Através da análise dos resultados apresentados no Capítulo IV e tendo presentes os objetivos a que nos propusemos no Capítulo I, é possível apontar as conclusões deste estudo.

No que concerne ao objetivo “Verificar a influência do feedback professor- aluno, nos trabalhos realizados pelos alunos, na sua aprendizagem”, a análise dos trabalhos que os alunos realizaram ao longo deste estudo nas disciplinas de Matemática, Português e História e Geografia de Portugal, permitiu aferir uma melhoria significativa dos trabalhos finais após receberem feedback da professora estagiária.
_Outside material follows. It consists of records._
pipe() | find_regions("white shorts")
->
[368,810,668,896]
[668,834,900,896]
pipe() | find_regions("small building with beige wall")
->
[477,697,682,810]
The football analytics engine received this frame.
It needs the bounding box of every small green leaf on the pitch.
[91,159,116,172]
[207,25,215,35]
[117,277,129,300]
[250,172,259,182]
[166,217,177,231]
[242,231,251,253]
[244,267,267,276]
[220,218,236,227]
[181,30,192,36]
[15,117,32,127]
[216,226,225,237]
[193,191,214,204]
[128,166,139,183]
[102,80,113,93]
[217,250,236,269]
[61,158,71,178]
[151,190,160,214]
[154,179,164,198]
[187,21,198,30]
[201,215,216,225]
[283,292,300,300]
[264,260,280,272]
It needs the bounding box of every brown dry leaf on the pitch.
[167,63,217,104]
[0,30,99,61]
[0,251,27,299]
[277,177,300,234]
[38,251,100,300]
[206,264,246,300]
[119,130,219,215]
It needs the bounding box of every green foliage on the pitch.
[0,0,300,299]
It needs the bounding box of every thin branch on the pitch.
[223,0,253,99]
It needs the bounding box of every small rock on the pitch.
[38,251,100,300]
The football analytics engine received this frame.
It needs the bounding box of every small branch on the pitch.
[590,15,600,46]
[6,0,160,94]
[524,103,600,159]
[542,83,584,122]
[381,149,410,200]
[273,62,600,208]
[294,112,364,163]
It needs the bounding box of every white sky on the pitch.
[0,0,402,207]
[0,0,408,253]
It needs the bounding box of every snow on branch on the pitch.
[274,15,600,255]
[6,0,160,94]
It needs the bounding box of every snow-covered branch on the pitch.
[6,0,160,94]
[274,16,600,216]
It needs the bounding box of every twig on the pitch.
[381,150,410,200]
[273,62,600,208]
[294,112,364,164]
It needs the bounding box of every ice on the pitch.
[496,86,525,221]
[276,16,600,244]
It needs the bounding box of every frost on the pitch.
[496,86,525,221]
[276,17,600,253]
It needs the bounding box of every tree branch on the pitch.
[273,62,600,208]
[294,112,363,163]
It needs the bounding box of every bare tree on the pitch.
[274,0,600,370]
Também os estudos realizados por Bruno e Santos (2010), Nogueira (2009), Oliveira (2016), Santos (2015), Santos e Dias (2006) e Santos e Pinto (2011) revelam que todos os alunos melhoraram significativamente a primeira e segunda versão dos seus trabalhos com auxílio do feedback recebido. Além disso, o feedback poderá ter tido efeito positivo porque as médias das classificações às diferentes disciplinas e a Matemática e Português aumentaram do pré-teste para o pós-teste.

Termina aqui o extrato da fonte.